Quarterback Geno Smith, from West Virginia, speaks to reporters following a news conference after being selected Friday by the New York Jets with the seventh pick in the second round, 39th overall, in the NFL football draft, Saturday April 27, 2013 in Florham Park, N.J. (AP Photo/Joe Epstein)

AP

The fallout from Geno Smith’s round one free-fall continues.

Liz Mullen of SportsBusiness Journal reports that Smith, the 39th overall pick in the draft, has parted ways with his agents at Select Sports Group. After the five-day waiting period expires, Smith will be free to hire new representation.

Upon hearing the news, we assumed that the agents hadn’t properly prepared Smith for the possibility that he wouldn’t be selected in the first round. Given that the most important job for any agent in the weeks preceding the draft is to properly set the client’s expectations, failure to hammer into Smith’s head the chance that he’ll spend all of Thursday night in the green room at Radio City Music Hall would be enough to prompt a change.
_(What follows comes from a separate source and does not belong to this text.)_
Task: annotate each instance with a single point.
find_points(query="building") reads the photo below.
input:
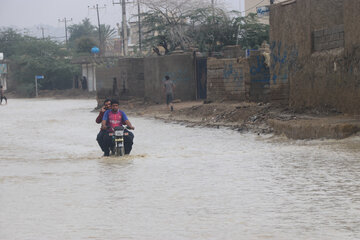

But that’s not what happened, according to Manish Mehta of the New York Daily News. Per Mehta, Smith fired his agents because he believed he “would be and should be” the first overall pick in the draft. Surely, the agents weren’t telling Smith he would be the first pick in the draft.

If that’s what Smith believed, he either didn’t listen to his agents, or he chose to listen to someone else more. (Smith has since told SiriusXM NFL Radio that the decision had nothing to do with the draft process. He declined to elaborate.)

Agents have only limited influence over a player’s draft stock, even though some agents try much harder than others to improve it. Ultimately, Smith ended up being the 39th overall pick because the teams took other players with the first 38, due to needs or perceptions or whatever.

While it’s possible that the agents could have persuaded another team selecting higher than 39 to take Smith, the notion (if true) that Smith thought he “would be and should be” the first overall pick suggests that Smith simply ignored whatever he was being told about the fact that the Chiefs weren’t going to take him at No. 1 and that no one else was trading up to do it -- no matter how hard the Chiefs tried to generate interest by leaking the idea that they are “fascinated” by Smith.

Regardless of the reason for making a change, doing it in the immediate aftermath of the draft creates the impression that he did it in reaction to his failure to be drafted higher. And that means there’s now even more reason to believe that Smith will have a hard time handling adversity in the NFL and dealing with the intense scrutiny and criticism of the New York media.